26 de marzo de 1962

"... El Partido dirige, dirige a través de todo el Partido y dirige a través de la Administración Pública.

Un funcionario tiene que tener autoridad. Un ministro tiene que tener autoridad. Un administrador tiene que tener autoridad, discutir todo lo que sea necesario con el consejo técnico asesor (NR: consejo de dirección), discutir con las masas obreras, discutir con el núcleo, pero decide el administrador, porque la responsabilidad es suya. El Partido a través de su Dirección Nacional exige responsabilidad a los funcionarios administrativos, pero para exigirles responsabilidad tiene que darles autoridad. Debe tener autoridad. Si él no decide, si decide un núcleo, si al nivel de la provincia o al nivel del centro de trabajo, al nivel local, decide el núcleo, ¿qué responsabilidad se le puede exigir al ministro? No se le puede exigir la responsabilidad, porque no tiene ninguna facultad.

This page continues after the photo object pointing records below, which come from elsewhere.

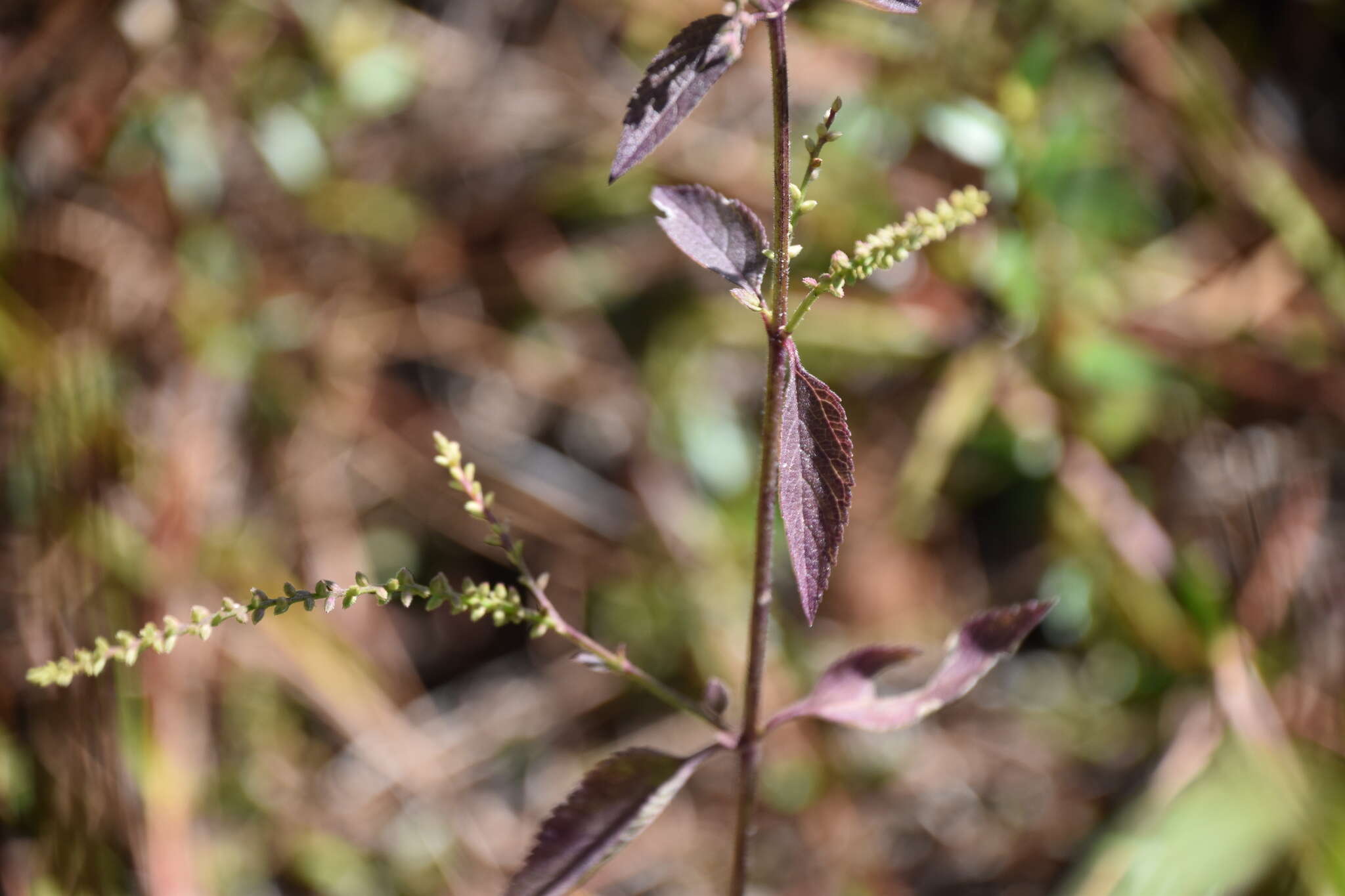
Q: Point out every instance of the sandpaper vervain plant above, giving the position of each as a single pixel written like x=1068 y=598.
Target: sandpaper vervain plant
x=806 y=476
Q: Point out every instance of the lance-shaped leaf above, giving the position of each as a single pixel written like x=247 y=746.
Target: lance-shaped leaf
x=676 y=81
x=892 y=6
x=617 y=801
x=848 y=696
x=817 y=475
x=715 y=232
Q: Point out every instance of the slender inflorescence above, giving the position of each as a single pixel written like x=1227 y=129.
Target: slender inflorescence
x=499 y=602
x=893 y=244
x=806 y=476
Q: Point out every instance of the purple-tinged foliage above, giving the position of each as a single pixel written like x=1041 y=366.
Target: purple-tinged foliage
x=715 y=232
x=617 y=801
x=716 y=696
x=677 y=79
x=892 y=6
x=817 y=476
x=848 y=696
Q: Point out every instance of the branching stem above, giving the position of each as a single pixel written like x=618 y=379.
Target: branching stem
x=479 y=504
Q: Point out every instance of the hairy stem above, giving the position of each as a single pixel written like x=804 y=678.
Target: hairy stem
x=479 y=504
x=749 y=746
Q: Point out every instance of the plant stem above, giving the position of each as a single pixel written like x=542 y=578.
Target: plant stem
x=617 y=661
x=749 y=746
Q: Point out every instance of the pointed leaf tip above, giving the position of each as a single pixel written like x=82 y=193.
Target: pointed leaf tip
x=715 y=232
x=892 y=6
x=847 y=695
x=618 y=800
x=676 y=82
x=817 y=477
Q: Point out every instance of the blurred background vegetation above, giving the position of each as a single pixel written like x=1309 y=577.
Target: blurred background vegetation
x=252 y=251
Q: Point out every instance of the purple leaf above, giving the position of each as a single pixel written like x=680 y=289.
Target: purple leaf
x=715 y=232
x=716 y=698
x=817 y=475
x=676 y=81
x=848 y=696
x=617 y=801
x=892 y=6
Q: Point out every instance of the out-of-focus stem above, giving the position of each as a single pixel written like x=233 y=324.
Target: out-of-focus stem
x=749 y=742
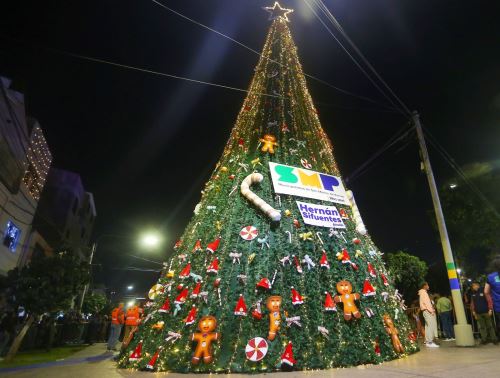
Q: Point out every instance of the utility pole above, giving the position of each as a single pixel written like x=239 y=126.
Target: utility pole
x=463 y=330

La facultad la tiene el ministro para designar, para quitar, para poner, dentro de las normas que le traza la Revolución, dentro de las normas que le trazan los reglamentos y las leyes del país, pero, al mismo tiempo, es responsable ante la dirección política de la Revolución de sus funciones, de su trabajo. Sencillamente tiene que dar cuenta de lo que hace. Ahora, para dar cuenta necesita, lógicamente, tener atribuciones."